COLOMBO: O Sri Lanka está a lutar para evitar uma repetição do dramático colapso económico de há quatro anos, à medida que a guerra prolongada no Médio Oriente se agrava e os efeitos do ciclone mortal de Novembro pioram.
O Presidente Anura Kumara Dissanayake racionou combustível, aumentou os preços em um terço e aumentou os preços da electricidade em até 40 por cento desde que a guerra começou a perturbar o fornecimento global de energia.
O pânico na compra de combustível no Sri Lanka trouxe de volta memórias de 2022, quando a inflação atingiu 70% e a economia definhou depois de Colombo ter incumprido 46 mil milhões de dólares em dívida externa.
Os protestos resultantes levaram à derrubada do outrora poderoso presidente Gotabaya Rajapaksa, acusado de má gestão e corrupção.
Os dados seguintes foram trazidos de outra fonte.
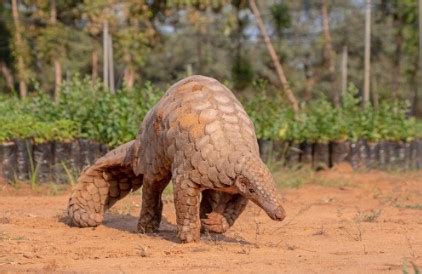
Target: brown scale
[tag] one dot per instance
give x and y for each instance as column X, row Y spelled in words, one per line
column 198, row 137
Mas o Partido da Frente Socialista (FSP), que depôs Rajapaksa e liderou a luta, alertou que o governo de Dissanayake pode estar à beira do colapso.
“Acreditamos que a resposta a esta crise económica será política”, disse Duminda Nagamuwa, membro do Politburo do FSP. “Graças à força do mandato[do governo]este choque económico ainda está a ser absorvido pelo povo sem uma explosão política”, disse ele.
A JVP (Frente de Libertação Popular) de esquerda de Dissanayake obteve uma maioria de dois terços nas eleições parlamentares de Novembro de 2024, após a sua vitória nas eleições presidenciais há dois meses.